Ad agosto, -22% di beni Usa in Cina rispetto a un anno prima, -16% per il 'Made in China' negli Stati Uniti

Gli scambi commerciali tra Stati Uniti e Cina continuano a calare, in attesa della riapertura dei negoziati di alto livello, prevista a ottobre, dopo l'ennesimo rialzo dei dazi scattato il primo settembre.

Secondo i dati riportati dall'Ap, le importazioni di prodotti statunitensi in Cina sono calate a 10,3 miliardi di dollari ad agosto, in ribasso del 22% dallo stesso mese dello scorso anno. Le esportazioni cinesi negli Stati Uniti sono diminuite a 44,4 miliardi di dollari, in ribasso del 16% rispetto all'agosto 2018. Il surplus commerciale cinese con gli Stati Uniti si è ridotto a 31,3 miliardi di dollari, in calo di 27 miliardi rispetto a un anno prima. Entrambe le parti in causa hanno alzato i dazi su beni del valore di centinaia di miliardi di dollari, toccando numerosi settori, dall'agricolo all'automobilistico. I negoziati tra i presidenti Donald Trump e Xi Jinping, nel corso dell'estate, sono terminati senza accordo.

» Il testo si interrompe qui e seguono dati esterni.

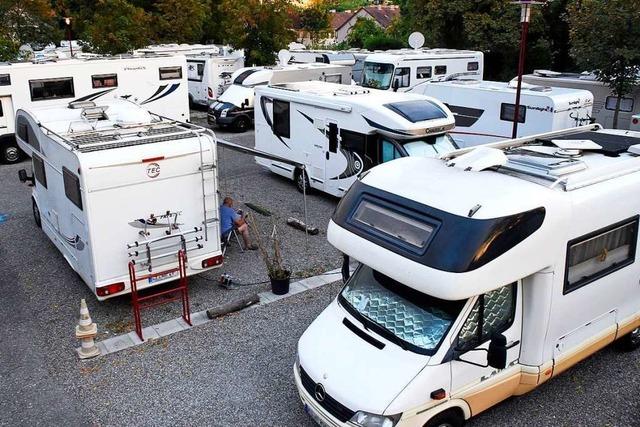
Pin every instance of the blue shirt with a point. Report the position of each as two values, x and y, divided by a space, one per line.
228 217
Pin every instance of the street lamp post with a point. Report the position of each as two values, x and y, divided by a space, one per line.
67 21
525 17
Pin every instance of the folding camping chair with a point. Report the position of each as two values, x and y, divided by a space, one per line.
226 240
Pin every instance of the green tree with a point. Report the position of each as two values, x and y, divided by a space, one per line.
314 20
604 38
117 27
362 30
181 21
261 28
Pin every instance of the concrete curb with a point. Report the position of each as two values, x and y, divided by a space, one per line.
170 327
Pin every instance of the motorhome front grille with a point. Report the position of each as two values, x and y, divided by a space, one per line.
331 405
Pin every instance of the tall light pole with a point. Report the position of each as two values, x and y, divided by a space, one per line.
525 17
67 21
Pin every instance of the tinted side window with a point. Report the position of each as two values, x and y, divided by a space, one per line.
104 80
507 112
38 170
281 119
493 313
170 73
72 187
592 257
51 88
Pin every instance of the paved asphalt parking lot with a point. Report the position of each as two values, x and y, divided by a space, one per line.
232 371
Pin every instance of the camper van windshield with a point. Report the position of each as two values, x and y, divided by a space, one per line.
415 321
376 75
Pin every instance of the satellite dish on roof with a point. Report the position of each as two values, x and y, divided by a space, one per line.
284 56
416 40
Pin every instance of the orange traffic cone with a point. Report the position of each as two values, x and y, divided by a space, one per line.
86 331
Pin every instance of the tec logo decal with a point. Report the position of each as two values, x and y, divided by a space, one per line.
153 170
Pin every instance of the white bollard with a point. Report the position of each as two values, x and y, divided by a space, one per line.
86 331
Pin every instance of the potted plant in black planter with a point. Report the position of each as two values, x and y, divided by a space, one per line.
271 254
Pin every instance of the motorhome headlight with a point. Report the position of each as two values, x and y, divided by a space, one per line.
366 419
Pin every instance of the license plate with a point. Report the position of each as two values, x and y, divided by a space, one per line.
162 277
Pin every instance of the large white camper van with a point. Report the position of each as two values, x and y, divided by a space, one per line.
339 131
235 106
114 184
604 102
484 110
209 67
483 275
158 83
401 70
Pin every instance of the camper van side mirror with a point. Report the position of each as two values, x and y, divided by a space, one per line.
23 177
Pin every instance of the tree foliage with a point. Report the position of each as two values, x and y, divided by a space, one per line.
604 38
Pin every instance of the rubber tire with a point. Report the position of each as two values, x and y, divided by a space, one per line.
241 124
11 153
448 418
36 213
298 178
629 342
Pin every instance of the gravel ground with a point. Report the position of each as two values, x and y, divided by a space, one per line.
233 371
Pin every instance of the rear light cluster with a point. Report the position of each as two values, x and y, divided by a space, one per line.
212 262
111 289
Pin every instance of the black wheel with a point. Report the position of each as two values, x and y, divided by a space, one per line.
36 213
448 418
241 124
302 181
630 342
11 153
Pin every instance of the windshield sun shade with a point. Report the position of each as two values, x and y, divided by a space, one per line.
417 111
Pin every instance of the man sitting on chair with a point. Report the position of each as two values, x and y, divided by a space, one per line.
230 219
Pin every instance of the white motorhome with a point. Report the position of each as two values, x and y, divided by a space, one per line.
158 83
484 110
604 102
209 67
235 107
339 131
483 275
115 184
401 70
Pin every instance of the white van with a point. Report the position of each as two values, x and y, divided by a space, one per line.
340 131
485 110
114 185
483 275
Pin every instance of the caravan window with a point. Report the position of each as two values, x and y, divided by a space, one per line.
626 104
281 123
44 89
600 253
170 73
441 69
38 170
507 112
104 80
493 313
423 73
72 187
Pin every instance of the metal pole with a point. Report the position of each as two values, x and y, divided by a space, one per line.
524 19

Il primo settembre, Washington ha imposto dazi del 15% su beni cinesi del valore di 112 miliardi di dollari; Pechino ha risposto rimettendo il 25% di imposte sulle auto statunitensi, aggiungendo dazi del 5-10% su altri 75 miliardi di dollari in beni statunitensi. Il primo ottobre, Trump alzerà i dazi esistenti dal 25 al 30 per cento su prodotti cinesi del valore di 250 miliardi di dollari; il 15 dicembre, entreranno in vigore dazi del 15% su beni del valore di 160 miliardi di dollari. La Cina risponderà con nuovi dazi su 75 miliardi di dollari in beni statunitensi.

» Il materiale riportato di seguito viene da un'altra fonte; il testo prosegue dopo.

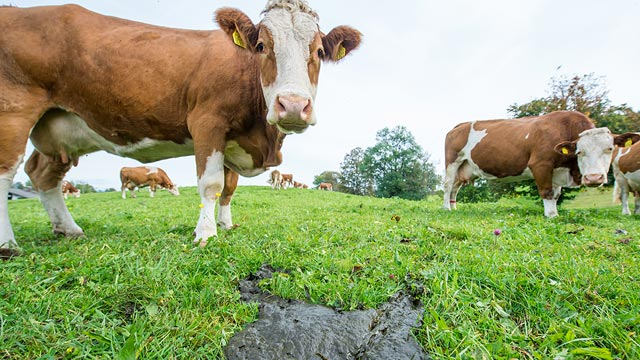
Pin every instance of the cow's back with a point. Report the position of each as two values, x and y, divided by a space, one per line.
505 148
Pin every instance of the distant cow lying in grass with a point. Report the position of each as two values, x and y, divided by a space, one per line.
69 189
76 82
559 149
142 176
626 169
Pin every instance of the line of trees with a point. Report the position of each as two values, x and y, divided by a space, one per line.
396 166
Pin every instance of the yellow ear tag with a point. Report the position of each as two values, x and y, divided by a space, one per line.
237 39
342 52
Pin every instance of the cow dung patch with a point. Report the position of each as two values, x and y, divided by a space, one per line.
292 329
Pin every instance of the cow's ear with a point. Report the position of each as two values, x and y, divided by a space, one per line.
626 140
339 42
566 148
238 26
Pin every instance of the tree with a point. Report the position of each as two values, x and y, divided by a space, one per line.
398 166
586 94
84 188
332 177
353 180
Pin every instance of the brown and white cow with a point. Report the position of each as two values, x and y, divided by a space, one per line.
287 180
298 185
69 189
275 179
560 149
143 176
626 170
76 82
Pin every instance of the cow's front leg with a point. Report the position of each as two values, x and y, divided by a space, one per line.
208 143
46 175
224 205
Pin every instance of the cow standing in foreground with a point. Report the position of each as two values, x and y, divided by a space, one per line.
287 180
75 82
626 170
69 189
141 176
298 185
559 149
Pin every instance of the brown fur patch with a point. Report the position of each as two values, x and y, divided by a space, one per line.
346 36
231 20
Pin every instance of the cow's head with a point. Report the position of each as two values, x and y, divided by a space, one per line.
290 47
593 150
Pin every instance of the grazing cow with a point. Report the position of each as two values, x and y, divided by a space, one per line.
298 185
558 149
142 176
275 180
69 189
75 82
626 170
287 180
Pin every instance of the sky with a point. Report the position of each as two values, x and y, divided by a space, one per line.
426 65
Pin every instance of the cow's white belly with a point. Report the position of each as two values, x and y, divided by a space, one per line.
65 133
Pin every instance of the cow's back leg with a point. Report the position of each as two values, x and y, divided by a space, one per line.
19 112
46 175
224 203
152 189
454 175
8 169
623 187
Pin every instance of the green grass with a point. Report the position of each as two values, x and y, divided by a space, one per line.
563 288
593 198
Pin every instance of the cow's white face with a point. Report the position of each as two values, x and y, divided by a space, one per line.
289 47
593 150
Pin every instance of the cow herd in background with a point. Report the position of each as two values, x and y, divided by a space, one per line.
279 181
204 94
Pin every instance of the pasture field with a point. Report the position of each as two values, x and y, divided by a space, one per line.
136 287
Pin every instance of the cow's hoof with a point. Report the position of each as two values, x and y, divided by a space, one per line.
8 254
200 243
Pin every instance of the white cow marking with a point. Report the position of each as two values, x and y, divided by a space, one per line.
61 219
210 184
292 33
238 160
67 131
7 239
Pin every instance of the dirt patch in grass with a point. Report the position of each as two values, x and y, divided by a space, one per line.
294 329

Nei giorni scorsi, la telefonata tra i negoziatori dei due Paesi è andata "molto bene" ed è stato deciso di riaprire i negoziati ad alto livello con un incontro a Washington, all'inizio di ottobre. Il presidente Donald Trump, comunque, non perde occasione per attaccare e minacciare Pechino: "La Cina sta avendo il peggior anno in decenni" grazie ai dazi statunitensi, ha scritto dopo l'annuncio dei nuovi colloqui, aggiungendo che i negoziati sono comunque "un bene per tutti". Su Twitter, poi, Trump ha più volte avvertito Pechino di non pensare di aspettare un nuovo presidente per "continuare a fregare gli Stati Uniti", perché "dato che vincerò io, otterranno condizioni più dure" da un accordo.

"Stiamo andando molto bene nei nostri negoziati con la Cina. Sono sicuro che amerebbero avere a che fare con una nuova amministrazione, in modo da poter continuare la pratica di fregare gli Stati Uniti (600 miliardi all'anno), ma 16 mesi sono lunghi" per un mercato in cui, secondo Trump, si perdono lavori e aziende. "E poi pensate a cosa accadrà alla Cina quando vincerò. L'accordo sarà molto più duro!" ha scritto. Un modo, per Trump, di invitare Pechino a negoziare un accordo ora.